Gareth Wilson Gareth Wilson

BullMQ Alternatives for Webhook Retries: Hookdeck Event Gateway, pg-boss, Cloud Queues, and Convoy Compared

Published


BullMQ is the default async-work tool in the Node ecosystem, so it becomes the default tool for webhook retries the moment an Express route starts seeing 5xx responses or you hit a rate limit. Add the job with queue.add(), point the route at it, and you have something that looks like webhook resilience.

It works fine at first. But then Redis becomes a critical-path service you operate. Signature verification ends up copy-pasted in every webhook route. Webhook storms hit your Express or NestJS process before they hit Redis, so your application becomes the throttle. And when a payload fails after the last attempt, you have a BullMQ job ID (not a webhook record) and you're left correlating Bull Board with Stripe's dashboard to figure out what happened.
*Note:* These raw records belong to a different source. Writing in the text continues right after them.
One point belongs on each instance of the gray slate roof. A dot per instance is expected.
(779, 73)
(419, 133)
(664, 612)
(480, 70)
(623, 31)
In this article, we'll look at the pros and cons of using BullMQ for webhook retries and compare it with alternatives: Hookdeck Event Gateway, pg-boss, Bee-Queue, cloud queues like AWS SQS and Google Cloud Tasks, and Convoy. Working in a different stack? See the equivalent guides for Celery in Python and Sidekiq in Ruby.

How to evaluate a BullMQ alternative for webhook retries

Comparing BullMQ alternatives is tricky because they don't all sit in the same place in the stack. pg-boss and Bee-Queue are like-for-like Node task queues. Hookdeck and Convoy are webhook gateways that sit in front of your application. SQS and Cloud Tasks are cloud primitives you wire up yourself. So we'll compare them on the things that actually matter when retries are on the line:

Webhook semantics: Does the tool understand signatures, idempotency keys, and source identity, or does that logic live in your Node code?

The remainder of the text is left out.